Süren, İstanbul Sözleşmesi’ne yapılan bu yaklaşımın sadece kadınları ilgilendirmediğini söyleyerek “Bu çok tehlikeli. Mahkemenin tavrı Türkiye’deki şu an tüm sözleşmeleri ve özgürlük alanlarının hepsini riske atıyor” dedi.
Kadınlar İstanbul Sözleşmesi için meydanlara iniyor: "Hukuksuz kararı tanımıyoruz"
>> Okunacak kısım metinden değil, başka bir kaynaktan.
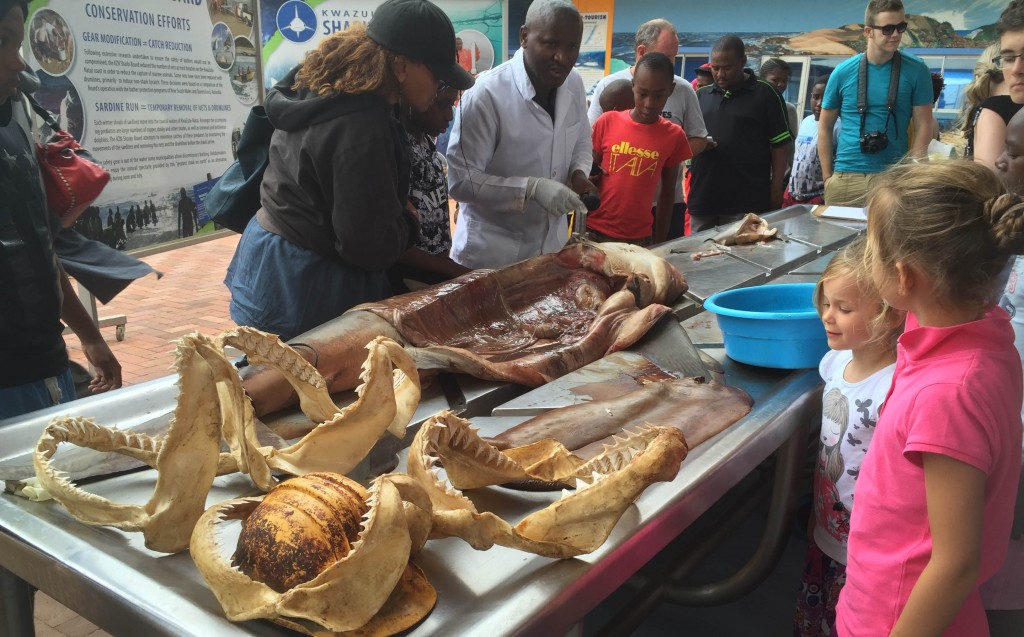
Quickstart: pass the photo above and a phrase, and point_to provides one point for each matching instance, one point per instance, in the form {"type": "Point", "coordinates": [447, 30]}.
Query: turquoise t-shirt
{"type": "Point", "coordinates": [841, 94]}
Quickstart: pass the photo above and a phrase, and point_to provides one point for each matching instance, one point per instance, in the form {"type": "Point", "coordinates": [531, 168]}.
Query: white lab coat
{"type": "Point", "coordinates": [500, 137]}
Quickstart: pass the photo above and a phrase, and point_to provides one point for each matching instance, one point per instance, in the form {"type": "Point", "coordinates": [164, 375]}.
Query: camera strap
{"type": "Point", "coordinates": [890, 98]}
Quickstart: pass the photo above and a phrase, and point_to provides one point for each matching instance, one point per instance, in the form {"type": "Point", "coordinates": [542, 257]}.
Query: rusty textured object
{"type": "Point", "coordinates": [373, 590]}
{"type": "Point", "coordinates": [301, 527]}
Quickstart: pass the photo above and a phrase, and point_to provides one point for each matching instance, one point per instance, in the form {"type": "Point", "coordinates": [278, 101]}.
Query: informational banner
{"type": "Point", "coordinates": [158, 90]}
{"type": "Point", "coordinates": [593, 49]}
{"type": "Point", "coordinates": [292, 27]}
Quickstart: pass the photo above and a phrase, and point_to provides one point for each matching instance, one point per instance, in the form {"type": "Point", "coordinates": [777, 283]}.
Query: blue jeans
{"type": "Point", "coordinates": [37, 395]}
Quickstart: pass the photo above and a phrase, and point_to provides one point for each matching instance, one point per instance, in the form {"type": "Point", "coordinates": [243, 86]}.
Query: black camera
{"type": "Point", "coordinates": [872, 142]}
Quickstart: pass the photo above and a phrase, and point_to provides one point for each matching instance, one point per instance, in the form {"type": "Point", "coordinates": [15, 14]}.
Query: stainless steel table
{"type": "Point", "coordinates": [112, 580]}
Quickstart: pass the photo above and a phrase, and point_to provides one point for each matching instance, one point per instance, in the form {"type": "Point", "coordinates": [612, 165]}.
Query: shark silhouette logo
{"type": "Point", "coordinates": [296, 20]}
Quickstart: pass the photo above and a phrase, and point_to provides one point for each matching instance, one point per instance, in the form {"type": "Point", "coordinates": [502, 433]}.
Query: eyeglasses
{"type": "Point", "coordinates": [1005, 60]}
{"type": "Point", "coordinates": [889, 30]}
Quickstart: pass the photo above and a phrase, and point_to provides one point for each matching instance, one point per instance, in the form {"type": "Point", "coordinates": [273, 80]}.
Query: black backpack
{"type": "Point", "coordinates": [235, 199]}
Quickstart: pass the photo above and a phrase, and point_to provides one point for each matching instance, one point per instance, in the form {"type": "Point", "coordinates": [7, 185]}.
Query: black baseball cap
{"type": "Point", "coordinates": [421, 31]}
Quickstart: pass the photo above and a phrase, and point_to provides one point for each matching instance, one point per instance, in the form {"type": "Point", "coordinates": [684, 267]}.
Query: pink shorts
{"type": "Point", "coordinates": [1006, 590]}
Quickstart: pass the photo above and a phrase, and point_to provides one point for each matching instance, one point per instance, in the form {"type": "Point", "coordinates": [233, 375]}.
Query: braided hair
{"type": "Point", "coordinates": [953, 219]}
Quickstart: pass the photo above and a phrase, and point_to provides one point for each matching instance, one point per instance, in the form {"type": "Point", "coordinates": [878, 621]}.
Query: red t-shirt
{"type": "Point", "coordinates": [633, 156]}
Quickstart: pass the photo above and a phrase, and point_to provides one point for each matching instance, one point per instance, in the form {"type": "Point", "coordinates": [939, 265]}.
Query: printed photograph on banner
{"type": "Point", "coordinates": [140, 86]}
{"type": "Point", "coordinates": [291, 28]}
{"type": "Point", "coordinates": [51, 42]}
{"type": "Point", "coordinates": [244, 71]}
{"type": "Point", "coordinates": [222, 45]}
{"type": "Point", "coordinates": [237, 14]}
{"type": "Point", "coordinates": [59, 96]}
{"type": "Point", "coordinates": [593, 49]}
{"type": "Point", "coordinates": [474, 51]}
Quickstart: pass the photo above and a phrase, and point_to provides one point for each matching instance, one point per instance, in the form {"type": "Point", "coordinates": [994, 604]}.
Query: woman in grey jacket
{"type": "Point", "coordinates": [335, 209]}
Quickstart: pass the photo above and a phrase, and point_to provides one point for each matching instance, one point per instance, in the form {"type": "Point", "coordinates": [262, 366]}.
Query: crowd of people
{"type": "Point", "coordinates": [922, 404]}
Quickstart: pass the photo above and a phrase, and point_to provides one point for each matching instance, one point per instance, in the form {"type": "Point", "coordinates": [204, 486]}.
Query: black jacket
{"type": "Point", "coordinates": [338, 176]}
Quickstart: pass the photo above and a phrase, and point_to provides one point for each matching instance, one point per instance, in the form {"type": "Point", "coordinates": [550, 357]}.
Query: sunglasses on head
{"type": "Point", "coordinates": [888, 30]}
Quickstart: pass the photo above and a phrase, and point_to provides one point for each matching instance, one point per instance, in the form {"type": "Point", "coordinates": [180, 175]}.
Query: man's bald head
{"type": "Point", "coordinates": [617, 95]}
{"type": "Point", "coordinates": [550, 42]}
{"type": "Point", "coordinates": [546, 11]}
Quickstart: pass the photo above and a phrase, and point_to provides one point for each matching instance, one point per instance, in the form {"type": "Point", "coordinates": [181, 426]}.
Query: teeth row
{"type": "Point", "coordinates": [466, 440]}
{"type": "Point", "coordinates": [268, 348]}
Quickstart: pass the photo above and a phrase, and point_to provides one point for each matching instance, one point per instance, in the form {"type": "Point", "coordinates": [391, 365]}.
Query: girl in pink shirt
{"type": "Point", "coordinates": [935, 497]}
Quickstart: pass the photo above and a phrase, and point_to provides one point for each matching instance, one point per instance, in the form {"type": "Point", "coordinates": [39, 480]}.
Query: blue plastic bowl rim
{"type": "Point", "coordinates": [712, 305]}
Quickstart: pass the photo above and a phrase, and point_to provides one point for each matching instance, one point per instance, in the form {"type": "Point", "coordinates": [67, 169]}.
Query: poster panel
{"type": "Point", "coordinates": [290, 28]}
{"type": "Point", "coordinates": [158, 91]}
{"type": "Point", "coordinates": [593, 50]}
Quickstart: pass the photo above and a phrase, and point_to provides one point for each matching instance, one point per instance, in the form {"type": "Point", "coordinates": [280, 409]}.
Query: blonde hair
{"type": "Point", "coordinates": [986, 75]}
{"type": "Point", "coordinates": [953, 219]}
{"type": "Point", "coordinates": [887, 324]}
{"type": "Point", "coordinates": [347, 61]}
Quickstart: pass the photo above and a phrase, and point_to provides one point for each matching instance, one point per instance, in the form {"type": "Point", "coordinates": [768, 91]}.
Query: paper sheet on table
{"type": "Point", "coordinates": [841, 212]}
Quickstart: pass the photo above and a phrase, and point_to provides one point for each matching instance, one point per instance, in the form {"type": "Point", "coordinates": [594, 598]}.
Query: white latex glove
{"type": "Point", "coordinates": [556, 198]}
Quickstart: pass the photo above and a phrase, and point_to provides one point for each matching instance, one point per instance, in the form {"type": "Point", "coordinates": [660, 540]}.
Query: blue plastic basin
{"type": "Point", "coordinates": [773, 326]}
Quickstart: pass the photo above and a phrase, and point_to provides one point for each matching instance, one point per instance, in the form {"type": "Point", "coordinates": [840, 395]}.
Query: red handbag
{"type": "Point", "coordinates": [73, 180]}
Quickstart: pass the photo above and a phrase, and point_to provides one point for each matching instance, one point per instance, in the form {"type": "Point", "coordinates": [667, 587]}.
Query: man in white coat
{"type": "Point", "coordinates": [520, 149]}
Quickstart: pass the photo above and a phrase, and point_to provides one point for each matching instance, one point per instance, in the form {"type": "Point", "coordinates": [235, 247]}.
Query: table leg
{"type": "Point", "coordinates": [16, 603]}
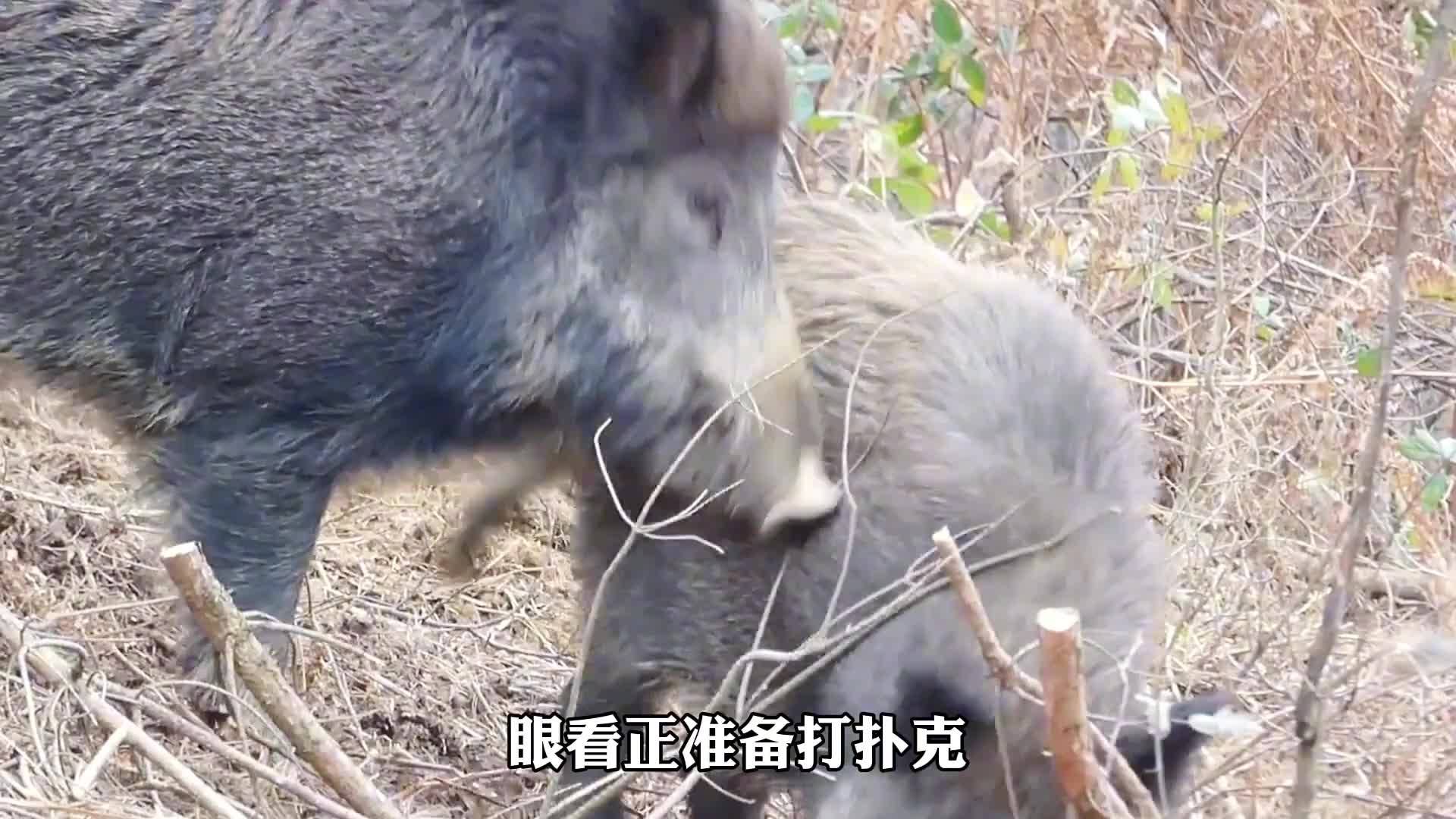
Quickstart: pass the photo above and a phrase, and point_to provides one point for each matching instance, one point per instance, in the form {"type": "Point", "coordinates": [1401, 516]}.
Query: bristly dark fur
{"type": "Point", "coordinates": [986, 407]}
{"type": "Point", "coordinates": [284, 241]}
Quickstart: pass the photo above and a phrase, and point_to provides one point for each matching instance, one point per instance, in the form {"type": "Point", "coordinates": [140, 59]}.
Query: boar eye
{"type": "Point", "coordinates": [710, 209]}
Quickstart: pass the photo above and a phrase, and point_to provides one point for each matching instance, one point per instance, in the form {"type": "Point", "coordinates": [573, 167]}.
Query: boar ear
{"type": "Point", "coordinates": [712, 71]}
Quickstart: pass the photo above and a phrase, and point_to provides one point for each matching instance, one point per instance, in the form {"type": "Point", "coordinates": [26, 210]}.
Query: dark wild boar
{"type": "Point", "coordinates": [986, 407]}
{"type": "Point", "coordinates": [283, 242]}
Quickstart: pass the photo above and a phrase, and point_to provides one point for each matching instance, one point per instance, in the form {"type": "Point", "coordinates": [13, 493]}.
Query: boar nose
{"type": "Point", "coordinates": [811, 497]}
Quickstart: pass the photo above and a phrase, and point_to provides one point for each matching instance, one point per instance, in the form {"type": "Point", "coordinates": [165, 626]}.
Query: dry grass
{"type": "Point", "coordinates": [1258, 458]}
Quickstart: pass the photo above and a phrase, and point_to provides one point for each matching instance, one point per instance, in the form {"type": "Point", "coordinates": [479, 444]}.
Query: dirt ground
{"type": "Point", "coordinates": [1258, 465]}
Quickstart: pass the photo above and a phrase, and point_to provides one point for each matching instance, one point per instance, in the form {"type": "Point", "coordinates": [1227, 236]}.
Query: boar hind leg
{"type": "Point", "coordinates": [623, 695]}
{"type": "Point", "coordinates": [510, 474]}
{"type": "Point", "coordinates": [254, 499]}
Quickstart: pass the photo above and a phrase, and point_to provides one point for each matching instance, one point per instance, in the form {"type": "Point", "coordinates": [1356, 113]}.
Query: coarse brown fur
{"type": "Point", "coordinates": [982, 404]}
{"type": "Point", "coordinates": [283, 242]}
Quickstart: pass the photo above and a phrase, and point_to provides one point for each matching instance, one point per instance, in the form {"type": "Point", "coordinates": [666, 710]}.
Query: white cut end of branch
{"type": "Point", "coordinates": [1059, 620]}
{"type": "Point", "coordinates": [178, 550]}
Süren, konuşmasına şöyle devam etti:
“Cumhurbaşkanlığı’nın 9 sayılı kararnamesinin kendi kendine verdiği bir yetki var. Cumhurbaşkanı’na bu yetkiyi verdiği için de amacının dahi sorgulanamayacağını söylüyor. Anayasa’ya aykırılıktan dolayı Anayasa’ya Mahkemesi'ne gönderilmesi gerekirdi. Çünkü Cumhurbaşkanlığı 9 sayılı kararnamesi açıkça Anayasa’nın 104. ve 90. maddelerine aykırı. Bahsedilen kararname zaten insan hak temelli sözleşmeleri kapsayan bir kararname değil. Taşıma, mal alışverişi gibi ticari anlaşmaları kast eden bir kararname aslında. Bu yönüyle de kanuna aykırı.”
Süren, kararın Anayasa Mahkemesi’ne gönderilmese bile amacının sorgulanabilmesine vurgu yaparak bugünden sonra olacaklara dikkat çekti:
“Bu kararı kabul edersek yarın Cumhurbaşkanı çocukların cinsel istismardan ve şiddetten korunmasını temel alan sözleşmeden de çıkabilir, diğer taraf olduğumuz sözleşmelerden de çıkabilir. Anayasa açıkça diyor ki, bu tür durumlarda usülün yanında bir de esasa bakmak gerekir. Yani imzanın çekilmesinde kamu yararı var mı? Bu da tartışılmıyor ve özetle, sayın Cumhurbaşkanı’nın kararlarının amacını biz tartışamayız, takdir yetkisidir diyor.”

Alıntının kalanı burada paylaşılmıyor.